November 7, 2018 | By Hank Cunningham
The U.S. ten-year yield reached our year-end target of 3.25% briefly and has fallen modestly. All signs point to higher yields at all maturities. The Federal Reserve and the Bank of Canada are clear in their goal of “normalizing” interest rates, likely leading to a further increase of 100 basis points in administered rates during the next twelve months.
As for market yields, they are heading higher as the employment market remains strong with the unemployment rate at 3.7%, seven million unfilled jobs, and wage growth kicking in above 3%. Besides this, the U.S. Treasury increased its debt sales to $83 billion per quarter and the Fed continues to unwind its balance sheet.
Corporate bonds, both investment grade and high yield, suffered in October but remain at relatively narrow spreads from government bonds.
In short, we believe bond yields will continue to grind higher with a target of 3.5% to 4% for the bellwether U.S. ten-year.
October 10, 2018 | By Hank Cunningham
September brought higher yields at all maturities with the bellwether U.S. ten-year tacking on 20 basis points to reach 3.06%. The employment report at the beginning of the month was generally strong with average hourly earnings reaching a nine-year high of 2.9%. The Federal Reserve followed this with another increase of 25 basis points, citing the strong economy and leaving little doubt that there would be another such increase in December.
The Bank of Canada was in a cautious mode, mostly as a result of the uncertainty surrounding trade talks. It did foresee gradual interest rate hikes over time, but dismissed the 3% inflation numbers as transitory.

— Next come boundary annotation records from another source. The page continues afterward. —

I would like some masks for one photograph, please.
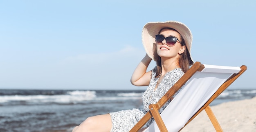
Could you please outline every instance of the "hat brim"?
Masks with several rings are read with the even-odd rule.
[[[155,61],[156,60],[157,53],[153,48],[154,43],[155,43],[155,35],[159,33],[160,30],[164,28],[170,28],[176,30],[182,36],[185,41],[186,46],[190,56],[190,61],[193,62],[190,51],[193,40],[192,33],[189,28],[184,24],[175,21],[165,22],[150,22],[147,23],[142,29],[142,43],[148,55]]]

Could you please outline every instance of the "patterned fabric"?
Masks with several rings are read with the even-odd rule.
[[[181,68],[176,68],[166,73],[162,81],[155,90],[159,78],[155,78],[157,68],[152,70],[152,78],[149,85],[144,92],[142,99],[143,107],[139,109],[133,109],[110,113],[112,121],[112,129],[110,132],[128,132],[149,111],[148,106],[150,104],[155,104],[161,98],[184,74]],[[182,87],[173,95],[175,97],[182,88]],[[170,103],[169,101],[160,109],[161,113]],[[145,124],[148,127],[154,121],[152,118]]]

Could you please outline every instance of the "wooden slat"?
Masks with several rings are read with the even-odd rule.
[[[167,128],[164,125],[164,121],[162,119],[162,118],[160,116],[160,114],[158,112],[158,110],[155,106],[155,105],[154,104],[151,104],[148,106],[149,108],[149,112],[151,114],[151,116],[154,117],[155,121],[158,126],[158,128],[160,132],[168,132]]]

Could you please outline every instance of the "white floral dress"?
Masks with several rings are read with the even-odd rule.
[[[184,74],[181,68],[176,68],[166,74],[158,87],[154,91],[159,78],[155,78],[156,66],[152,70],[152,78],[149,85],[142,95],[143,107],[111,112],[109,114],[112,121],[112,128],[110,132],[129,132],[129,131],[149,111],[148,106],[155,104],[157,101],[172,87]],[[182,88],[173,95],[175,97]],[[169,101],[160,109],[161,113],[170,103]],[[154,121],[152,118],[145,124],[148,127]]]

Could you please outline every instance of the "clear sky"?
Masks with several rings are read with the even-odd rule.
[[[255,0],[1,0],[0,88],[138,89],[143,26],[176,20],[195,61],[247,70],[229,88],[256,88]],[[149,68],[155,65],[152,61]]]

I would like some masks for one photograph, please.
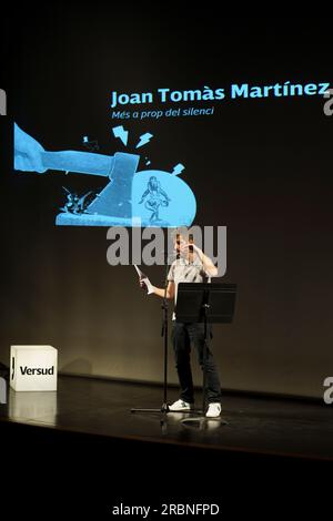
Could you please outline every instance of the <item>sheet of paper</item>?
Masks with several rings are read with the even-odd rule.
[[[137,266],[137,264],[134,264],[134,268],[137,269],[137,273],[140,279],[145,284],[148,295],[150,295],[151,293],[154,293],[153,285],[151,284],[148,276],[144,275],[143,272],[141,272],[141,269]]]

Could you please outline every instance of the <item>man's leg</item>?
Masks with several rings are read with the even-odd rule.
[[[175,368],[181,388],[180,398],[188,403],[193,403],[194,391],[191,371],[191,344],[185,324],[173,321],[173,349]]]
[[[208,325],[208,337],[210,339],[211,327]],[[221,384],[213,354],[208,347],[204,361],[204,325],[201,323],[189,326],[190,339],[193,343],[199,364],[205,370],[206,399],[209,403],[221,402]]]

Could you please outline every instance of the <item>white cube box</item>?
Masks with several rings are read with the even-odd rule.
[[[54,391],[57,376],[54,347],[10,346],[10,387],[16,391]]]

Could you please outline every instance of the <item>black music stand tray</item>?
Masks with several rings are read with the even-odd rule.
[[[235,284],[180,283],[178,286],[175,307],[176,321],[204,324],[203,368],[205,367],[206,351],[209,348],[208,324],[230,324],[234,315],[235,296]],[[205,370],[203,370],[202,392],[203,399],[201,412],[204,416],[206,407]],[[193,413],[193,410],[189,412]],[[205,419],[210,420],[212,418]],[[195,420],[198,420],[198,418]],[[223,423],[228,423],[220,418],[219,420]]]

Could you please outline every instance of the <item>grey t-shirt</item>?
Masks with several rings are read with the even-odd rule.
[[[176,303],[178,285],[179,283],[210,283],[211,279],[205,273],[204,267],[195,256],[192,263],[186,258],[180,257],[170,266],[168,280],[174,283],[174,304]],[[175,320],[175,314],[172,315],[172,320]]]

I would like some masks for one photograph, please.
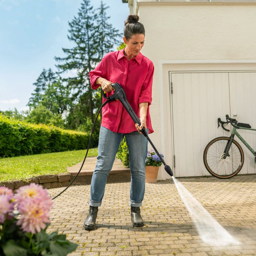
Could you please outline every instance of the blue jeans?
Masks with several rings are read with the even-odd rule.
[[[90,205],[99,206],[101,204],[107,178],[112,169],[119,145],[124,136],[129,151],[131,176],[129,205],[139,207],[142,204],[145,190],[145,160],[148,150],[147,139],[137,131],[123,134],[114,132],[101,126],[97,162],[91,182]]]

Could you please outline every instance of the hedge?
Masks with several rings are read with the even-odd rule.
[[[84,149],[90,136],[53,126],[30,124],[0,114],[0,157]],[[93,138],[91,147],[97,145],[96,139]]]

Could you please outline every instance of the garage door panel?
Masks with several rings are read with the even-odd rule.
[[[172,73],[171,77],[175,175],[206,175],[203,150],[211,139],[223,134],[217,128],[217,117],[229,114],[228,74]]]
[[[231,117],[234,117],[234,114],[236,114],[235,118],[238,122],[249,123],[256,128],[256,114],[254,111],[256,109],[256,72],[230,72],[229,75]],[[251,147],[256,149],[255,132],[241,130],[238,132]],[[236,139],[245,155],[244,166],[240,173],[256,173],[254,156],[238,138]]]

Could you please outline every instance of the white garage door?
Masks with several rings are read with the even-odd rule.
[[[209,175],[202,161],[205,146],[215,137],[230,135],[221,128],[217,128],[218,118],[225,120],[226,114],[233,117],[236,114],[239,121],[256,127],[256,115],[253,115],[256,110],[253,100],[256,95],[256,73],[170,72],[170,75],[175,176]],[[241,134],[256,149],[255,135],[244,131]],[[255,173],[253,156],[242,147],[245,159],[240,173]]]

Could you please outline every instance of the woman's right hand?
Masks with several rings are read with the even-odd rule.
[[[111,85],[114,83],[102,77],[99,77],[97,79],[96,83],[97,84],[100,84],[102,89],[106,92],[109,92],[114,89]]]

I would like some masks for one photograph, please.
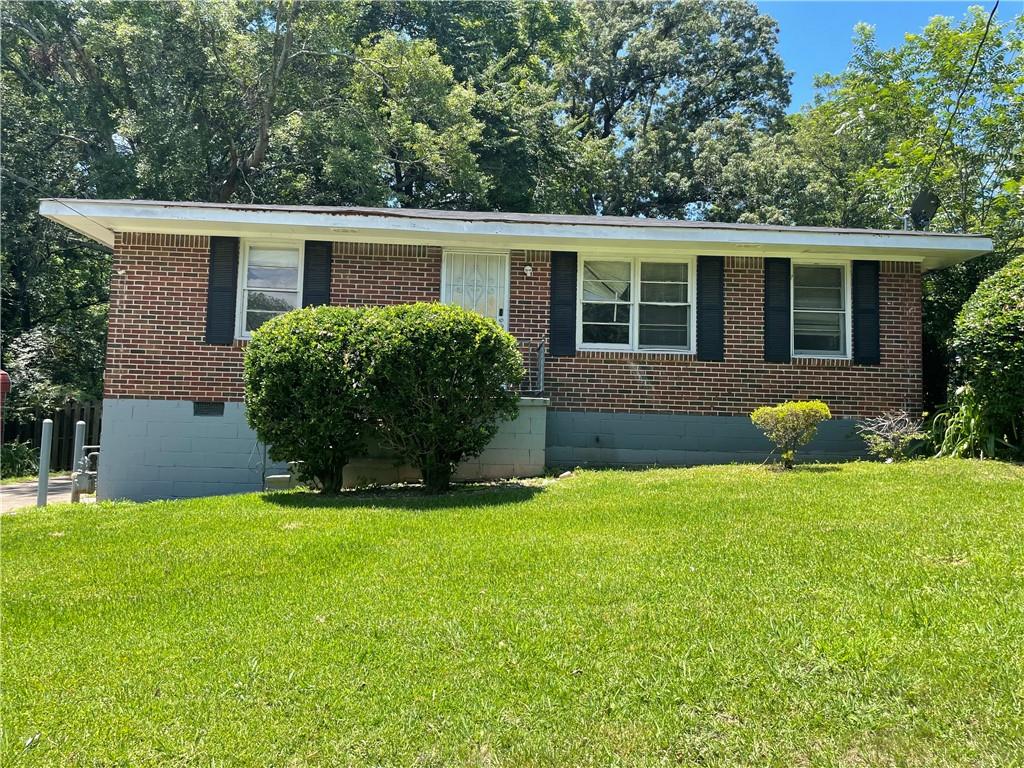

Now that the Fed has indicated that it will continue to remove monetary accommodation and following the trade agreement, the Bank of Canada will raise its key lending rate later this month.
Globally, bond yields inched higher. The ECB’s press conference was a yawner but, more importantly, its QE program was cut in half as of October 1.
August 8, 2018 | By Hank Cunningham
We maintain our outlook that U.S. and Canadian bond yields will rise with a near-term target of 3.25% for the U.S. ten-year. While there was some upward movement in global bond yields in July, the yawning gap between those yields (mostly those in the Euro zone) continues to attract safe-haven flows to the U.S. bond market.
There can be little in the way of definitive analysis on the net effect of the tariff impositions on economic growth. At the margin, growth will be less than consensus, while inflation will be higher.
The U.S. credit markets will feel the weight of the burgeoning Federal Deficit. The Treasury announced a significant increase in borrowing for the current quarter with a total issuance of $78 billion planned with an increased emphasis on longer-term issuance. Combined with the ongoing reduction in the Fed’s balance sheet, the net result, again at the margin, will be upward pressure on market yields.
The Federal Reserve will continue its gradual tightening and will be joined by the Bank of Canada.
July 9, 2018 | By Hank Cunningham
Given the strong fundamentals for the U.S. economy and the accompanying rise in inflation, ten-year yields should move above 3% soon, with a year-end target of 3.25% a distinct possibility.
The Federal Reserve and the Bank of Canada will continue to withdraw accommodation at a measured pace and thus will move their respective key short-term rates ever closer to “normal.”
Overhanging the bond market is the possible detriment to global growth arising from the tussle over tariffs. Neither the Fed nor the Bank of Canada has made any downgrades thus far to their respective forecasts.
Credit markets have displayed some nervousness understandably but, overall, they remain well-behaved.